OpenVZ kann nur Linux. Drum schlug ich zu Beginn Proxmox vor (Linux via OpenVZ weiteres, zB dein Win via KVM über eine Benutzerfreundliche Weboberfläche steuerbar). 
Wenn Du die passende Hardware im Hetzner Rechner hast bietet sich auch der schon vorgeschlagene ESXi an.
Bei Proxmox kannst du die Anzahl der zu benutzenden Kerne wie auch die max RAM einstellen. Auch das sollte beim ESXi nicht anders sein.

Bzgl richtiger Win Version kann ich nichts sagen, da ich mich mit Win nicht auskenne.

Gruß Sven


----------



## M. Zink (28. Okt. 2010)

Zitat von F4RR3LL:


> Du solltest wenn Du virtualisierst auf jeden Fall den Webserver der jetzt im Host läuft auch in eine VM packen.


Warum sollte man das tun? Um beide Systeme zu steuern oder welchen Vorteil hab ich davon? Im ersten Step würde ich das vielleicht mal noch nicht tun da ich mir wenn das ganze erst mal anschauen möchte aber für die Zukunft will ich wenn dann alles richtig haben.



Zitat von F4RR3LL:


> Bei Promox findet die Installation über einen VNC Verbindung, dargestellt im Browser statt. Also per Gui. Bei VMWare ists meine ich auch so. Hab damit lange schon nicht mehr gearbeitet.
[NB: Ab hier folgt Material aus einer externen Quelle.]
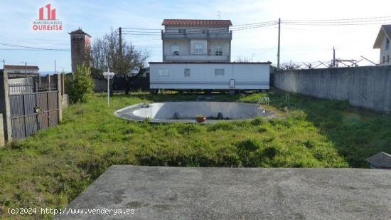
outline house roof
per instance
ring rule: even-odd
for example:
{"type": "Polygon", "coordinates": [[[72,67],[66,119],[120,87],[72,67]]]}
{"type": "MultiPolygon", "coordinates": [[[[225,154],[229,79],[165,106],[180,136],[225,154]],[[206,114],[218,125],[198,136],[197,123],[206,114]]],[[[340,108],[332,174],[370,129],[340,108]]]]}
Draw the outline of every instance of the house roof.
{"type": "Polygon", "coordinates": [[[383,152],[365,159],[365,161],[376,168],[391,169],[391,155],[383,152]]]}
{"type": "Polygon", "coordinates": [[[149,62],[149,64],[272,64],[272,62],[149,62]]]}
{"type": "Polygon", "coordinates": [[[230,26],[230,20],[164,19],[161,25],[186,26],[230,26]]]}
{"type": "Polygon", "coordinates": [[[39,68],[37,66],[4,65],[4,69],[39,70],[39,68]]]}
{"type": "Polygon", "coordinates": [[[376,37],[376,41],[375,41],[375,43],[373,44],[374,49],[378,49],[382,46],[382,40],[385,36],[391,39],[391,24],[382,25],[379,33],[377,33],[377,36],[376,37]]]}
{"type": "Polygon", "coordinates": [[[82,29],[80,29],[80,28],[79,28],[77,30],[71,31],[68,33],[70,34],[70,35],[72,35],[72,34],[85,34],[85,35],[87,35],[89,37],[91,37],[91,36],[90,36],[90,34],[84,32],[82,29]]]}

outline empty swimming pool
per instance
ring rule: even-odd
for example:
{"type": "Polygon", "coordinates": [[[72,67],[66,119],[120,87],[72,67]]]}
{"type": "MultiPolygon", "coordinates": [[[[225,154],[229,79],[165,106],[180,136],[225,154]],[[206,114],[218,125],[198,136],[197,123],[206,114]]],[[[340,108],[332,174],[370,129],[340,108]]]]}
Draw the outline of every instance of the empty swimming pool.
{"type": "Polygon", "coordinates": [[[140,103],[114,112],[127,120],[152,122],[196,122],[197,116],[205,116],[205,122],[272,117],[272,112],[255,104],[225,102],[166,102],[140,103]]]}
Ich hab inzwischen heraus gefunden das ich Headless VBox auch mittels RDP erreiche dann und so auch die Installation durchführen kann. Und bei VBox hab ich ja auch die Möglichkeit den Ram usw. alles zu begrenzen. Von daher sollte das mit VBox laufen oder spricht da was gegen?



Zitat von F4RR3LL:


> OpenVZ kann nur Linux. Drum schlug ich zu Beginn Proxmox vor (Linux via OpenVZ weiteres, zB dein Win via KVM über eine Benutzerfreundliche Weboberfläche steuerbar).
> Wenn Du die passende Hardware im Hetzner Rechner hast bietet sich auch der schon vorgeschlagene ESXi an.
> Bei Proxmox kannst du die Anzahl der zu benutzenden Kerne wie auch die max RAM einstellen. Auch das sollte beim ESXi nicht anders sein.
> 
> ...


Ich denke ich werde einfach mal lokal die verschiedenen Windows Server Versionen die ich hab installieren und schauen in wie weit die Unterschiede zu erkennen sind in einer VBox Umgebung.
Ich schaue mir in dem Zuge auch noch an was dieses HMC 4.5 sein soll was Microsoft anbietet. Irgendwie ein Hosted Management Console Zeug oder sowas. Hab nicht ganz gelesen für was das ist aber das soll man nutzen wenn man selbst Hosted Exchange anbieten will oder sowas. Wie dem auch sei ich teste das alles erst mal lokal wie viel Speicher der Server haben will und das alles. Windows ist da ja etwas irrsinnig im Vergleich zu Linux. Unter 75GB HDD geht mit Win Server 2008 ja mal gar nichts.


----------